There is a buildup to tonight’s Atlassian earnings call that is unusual for a midcap software firm. Regular guidance updates or revenue beats are not what investors are hoping for. In order to determine whether the AI-driven fear that has reduced Atlassian’s market value from $63 billion in early 2025 to roughly $18 billion today is a real structural threat or a narrative overshoot, they are waiting for any signal.
The stock is currently trading at about $70.40, down 69% over the last 12 months and 57% so far this year. That’s the kind of drawdown that needs to be addressed. After the market closes tonight, the report will begin to decide whether version of the story is true.
| Atlassian Corporation (TEAM) — Key Information | Details |
|---|---|
| Company | Atlassian Corporation |
| Ticker | NASDAQ: TEAM |
| Recent Price | About $70.40 |
| Market Cap | Approximately $18.4 billion |
| 52-Week High | $242.00 |
| 52-Week Low | $56.01 |
| Year-to-Date Decline | About 57% |
| Trailing 12-Month Decline | About 69% |
| Q2 FY2026 Revenue | $1.59 billion (+23.3% YoY) |
| Q3 FY2026 Earnings Date | April 30, 2026 (after close) |
| Expected Q3 EPS | $1.33 |
| CEO and Co-Founder | Michael Cannon-Brookes |
| Headquarters | San Francisco, California |
| Notable Products | Jira, Confluence, Rovo AI |
| Analyst Consensus | Buy, $130-$163 target range |
The foundations are still intact. With revenues of $1.59 billion, up 23.3% year over year, Atlassian exceeded analysts’ revenue projections last quarter. The company also topped EBITDA estimates, and its revenue guidance for the upcoming quarter exceeded analysts’ expectations. The market anticipates that Atlassian’s sales will climb by 25% year over year this quarter, up from 14.1% in the same period last year. The company has been doing well by conventional SaaS criteria. Deep value conversations on one side and doubts about long-term defensibility on the other are produced by the discrepancy between operating performance and stock price.
We’ve practiced the bear case a lot. Investors are worried that Jira may become obsolete when autonomous coding bots open and close tickets, and application software businesses are at risk of UI commoditization. The idea is that, in an environment where AI agents handle more of the development cycle, the entire ticket-tracking, project-management workflow that Jira and Confluence are built around may become less crucial to the software development process, rather than just that AI tools compete with Atlassian.
The question driving the valuation reset is whether that manifests as a slow-burn sales headwind over several years or if it never quite happens at the speed bears anticipate. All of this has been the subject of significant disagreement within the analyst community.
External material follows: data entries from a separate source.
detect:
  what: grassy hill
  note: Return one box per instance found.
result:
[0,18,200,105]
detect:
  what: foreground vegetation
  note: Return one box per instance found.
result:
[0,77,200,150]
Cantor Fitzgerald reduced its objective to $98 from $146, BofA lowered its aim to $84 from $150, and BTIG reduced its price target to $110 from $140 while keeping a Buy rating in only the last week.
The underlying ratings have largely remained strong despite the significant decreases. With an average price target of $130, which suggests 81% upside potential, and Oppenheimer’s most recent bullish call on April 17, 2026, almost 80% of covering analysts are still optimistic about the stock. You can learn something significant from the divide. The stock is not being abandoned by the analysts. They are simply realizing that the way back to past highs requires more effort than they had previously thought.
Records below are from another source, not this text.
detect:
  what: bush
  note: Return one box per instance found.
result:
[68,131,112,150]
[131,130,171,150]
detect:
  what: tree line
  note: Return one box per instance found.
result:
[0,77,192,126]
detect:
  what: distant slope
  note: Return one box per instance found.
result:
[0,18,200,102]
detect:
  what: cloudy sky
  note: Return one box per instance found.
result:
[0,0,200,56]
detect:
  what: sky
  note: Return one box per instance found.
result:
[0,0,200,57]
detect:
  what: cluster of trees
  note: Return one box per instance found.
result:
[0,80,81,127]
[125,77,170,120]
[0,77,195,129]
The second event worth attending is the Investor Forum on May 6. It will be used by Atlassian management to describe the Rovo AI plan, the freshly expanded Google Cloud relationship, and the trends in seat growth throughout the clientele.
The forum’s ability to reset Wall Street expectations is limited because the firm will not present long-term financial targets during the event. However, there is where the qualitative argument for Atlassian’s strategy to compete in an AI-driven workflow environment will be most fully expressed. It will take several quarters to see if the argument succeeds or strengthens investor skepticism.
Observing the way this stock has fluctuated, it seems like Atlassian has emerged as a particularly clear test case for whether the more general AI disruption thesis applies cleanly to business SaaS. With $1.5 billion in quarterly revenue, the corporation continues to increase by 23%. It’s not a failing company. It’s a profitable company priced as though its future is seriously in jeopardy.
The volatility surrounding tonight’s print might be significant in either direction, so anyone thinking about TEAM at current levels should carefully size the position and speak with a certified financial advisor. This is not the end of the narrative. We’ll learn a lot about the chapter we’re in over the following 24 hours.